Splendor is a multiplayer card-basedboard game, designed by Marc André and illustrated by Pascal Quidault, first published in 2014 by Space Cowboys, Asmodee. The board consists of cards laid out in a grid. Players are gem merchants of the Renaissance buying gem mines, transportation, and shops. The game was nominated for the 2014 Spiel des Jahres. An expansion, Cities of Splendor, was released in 2017 with four included modules.
Gameplay
Splendor is an engine-building and resource management game in which two to four players compete to collect the most prestige points. The game uses the following:
40 gem tokens - seven each of emerald, sapphire, ruby, diamond, onyx, and five gold. These are represented by poker-style chips.
90 development cards
10 Noble tiles
Each development card falls into one of three levels indicating the difficulty of obtaining the gems required to purchase that card. Every development card also is worth a particular gem, which may be used for future development card purchases. Before the game begins, n+1 Noble tiles are dealt in the center, visible to the players, where n is the number of players. Four cards from each level are dealt face up visible to the players, and the rest are kept in separate decks of their corresponding difficulty levels.
Turns
A player's turn consists of a single action, which must be one of the following:
Take up to three gem tokens of different colors from the pool.
Take one gold gem token and reserve one development card.
Purchase a development card by spending the required gem tokens or/and using the value of the cards in your field of play.
After this action:
If the player has earned enough development card gems to trigger a Noble points bonus, that player is "visited" by the Noble, and takes that Noble tile.
* If player is eligible for visit by more than one Noble, player can choose the Noble.
* Noble tile is not replaced by a new one.
* Player gets to keep the Noble until the end of the game.

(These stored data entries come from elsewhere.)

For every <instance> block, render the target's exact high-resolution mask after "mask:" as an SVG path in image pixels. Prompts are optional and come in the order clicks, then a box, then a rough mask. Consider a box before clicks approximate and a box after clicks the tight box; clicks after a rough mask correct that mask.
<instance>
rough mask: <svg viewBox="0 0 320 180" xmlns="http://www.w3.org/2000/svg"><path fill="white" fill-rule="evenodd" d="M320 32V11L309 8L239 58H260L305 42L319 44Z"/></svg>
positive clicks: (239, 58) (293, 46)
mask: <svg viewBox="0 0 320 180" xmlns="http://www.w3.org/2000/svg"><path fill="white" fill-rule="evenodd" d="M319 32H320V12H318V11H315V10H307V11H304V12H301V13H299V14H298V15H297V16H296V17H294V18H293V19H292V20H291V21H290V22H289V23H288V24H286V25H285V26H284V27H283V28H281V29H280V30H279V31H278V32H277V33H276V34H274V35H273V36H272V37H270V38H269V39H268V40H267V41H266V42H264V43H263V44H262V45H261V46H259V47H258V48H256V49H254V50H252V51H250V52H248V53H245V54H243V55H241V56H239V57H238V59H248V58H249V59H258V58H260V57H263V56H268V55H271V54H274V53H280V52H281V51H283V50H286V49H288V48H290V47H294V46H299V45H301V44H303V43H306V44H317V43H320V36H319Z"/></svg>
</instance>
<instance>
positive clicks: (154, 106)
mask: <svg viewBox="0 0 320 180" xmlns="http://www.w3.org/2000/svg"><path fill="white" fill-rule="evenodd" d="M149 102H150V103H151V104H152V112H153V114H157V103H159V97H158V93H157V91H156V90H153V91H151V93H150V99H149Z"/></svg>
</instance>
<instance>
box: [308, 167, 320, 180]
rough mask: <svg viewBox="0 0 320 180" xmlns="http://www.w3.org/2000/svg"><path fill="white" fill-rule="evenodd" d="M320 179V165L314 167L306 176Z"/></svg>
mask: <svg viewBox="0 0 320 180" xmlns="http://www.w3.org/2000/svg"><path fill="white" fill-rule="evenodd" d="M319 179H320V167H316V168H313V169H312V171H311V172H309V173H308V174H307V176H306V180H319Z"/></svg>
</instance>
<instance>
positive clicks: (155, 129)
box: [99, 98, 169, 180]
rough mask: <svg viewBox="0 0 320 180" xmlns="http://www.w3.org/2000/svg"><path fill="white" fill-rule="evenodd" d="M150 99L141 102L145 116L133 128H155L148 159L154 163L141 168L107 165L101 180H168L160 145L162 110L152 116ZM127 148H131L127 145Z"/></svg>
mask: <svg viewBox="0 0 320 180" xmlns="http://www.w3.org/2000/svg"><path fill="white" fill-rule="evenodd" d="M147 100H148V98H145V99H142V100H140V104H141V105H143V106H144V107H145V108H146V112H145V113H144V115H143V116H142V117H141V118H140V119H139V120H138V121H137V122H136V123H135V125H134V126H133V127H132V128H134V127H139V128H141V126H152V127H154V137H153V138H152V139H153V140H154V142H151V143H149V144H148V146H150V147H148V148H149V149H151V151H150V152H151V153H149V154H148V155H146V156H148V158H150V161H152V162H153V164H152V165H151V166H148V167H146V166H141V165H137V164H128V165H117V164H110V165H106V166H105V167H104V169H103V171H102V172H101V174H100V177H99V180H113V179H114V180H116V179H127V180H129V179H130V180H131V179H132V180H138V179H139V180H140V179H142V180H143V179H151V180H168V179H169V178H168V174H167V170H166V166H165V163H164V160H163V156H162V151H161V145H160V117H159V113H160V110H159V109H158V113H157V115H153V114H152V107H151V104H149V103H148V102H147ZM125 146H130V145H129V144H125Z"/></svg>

If player has more than 10 gems in possession, return few gems to limit total count of gems in your possession to 10 or lesser.
If a development card is purchased, it is replaced from the top card on the respective deck. When the deck runs out, there are no more cards of that rank available.
End of game
When one player reaches 15 prestige points, the players continue playing the current round until each player has taken the same number of turns. Once this occurs, the game ends.
Scoring
Once the game ends, whoever has the most prestige points wins; in case of a tie, whoever purchased the fewest development cards wins. If this fails to break the tie, the players will then share the victory.